I had no idea, though, how that was gonna work out for me. If I had known, I would have lined myself up in a different spot. For very quickly, as we got into it, I turned to my friend. "This is the wrong tempo," I said. "Do you mind if I go?"
"Go on," she waved me on. And I took off, at the intensity I was dancing at those late nights in my living room.
The problem was, I couldn't go as fast as I wanted. There were too many people around. People all around me, moving next to me, people streetside. Too many people all up in my business. This was an obstacle I had to get around. I began a little game of thread-the-needle. The focus became finding the opening, finding the time to slip between bodies in motion.
I started to worry a little about what the people streetside were seeing. I don't know why that was even bothering me. It reminded me of my self consciousness dancing in my living room, a silly idea to even worry about what you looked like when you were alone. So I decided to deal with it the way I dealt with it then. Block it out. Put your blinders on. Come in deeper. Get inside my mind.
So I went in there, to this place inside where it was just my mind, and the music. In my mind, I always decided to be the star. I just decided to run with it. The problem is, I still couldn't run fast enough. I could only go as fast as opportunity presented itself. There were a whole lot of people in my way, too many people, too many obstacles. Gimme more, gimme more...I was ready to go.
I thought about how different this was from last time I did this race, remembered points along the route where my sister had been wanking out, wanting to walk. Finally, at one point, she broke. If I keep it up, I'm gonna be sick, she moaned. "I got to GO!" Go on, she waved at me, head down, defeated. I was stronger than that. This day, I thought about that race and wished I hadn't have stayed with her the whole time before that moment. I was stronger than that, so I should have just rolled with it.

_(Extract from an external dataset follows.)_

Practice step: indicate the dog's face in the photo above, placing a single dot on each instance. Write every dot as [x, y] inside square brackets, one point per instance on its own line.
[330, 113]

Right after I passed the memory of this, I caught up with S, my best girl pal at work. There was hilarious girl drama this week about this race between her and our doc, who was also doing the race. S had left her a long time ago. I was full of it when I came up beside her, bumping her hip and messing around with her. "Let's go, girl!" I urged. She gave me an annoyed look, huffing with exertion. She was pushing it already. I tried keeping at her speed for a while, seeing if I could push the right buttons in her to make it a race already. We grabbed some water, walked a minute, tried to decided whether this was going to work out for us. I was willing to give her a chance, provided she could keep up.
The problem now was that we were coming up near the finish. I always got excited at the finish. We're not pacing it, we're racing it, I thought, as I neared the final turns. S wasn't feeling it, but I decided I didn't care. I had let too many others set the pace, this time I was gonna fly at my own speed and not feel a bit bad about it. I was tired of being held back.
And so I let it fly, and I didn't give a damn what anyone thought, not the people I was leaving behind, not the ones who were in my way, not the ones standing with cameras at the finish or those who were at the sidelines with bells and whistles. In the end, it was just me, racing to the finish line.

And my dad was there at the end, waiting to take me home.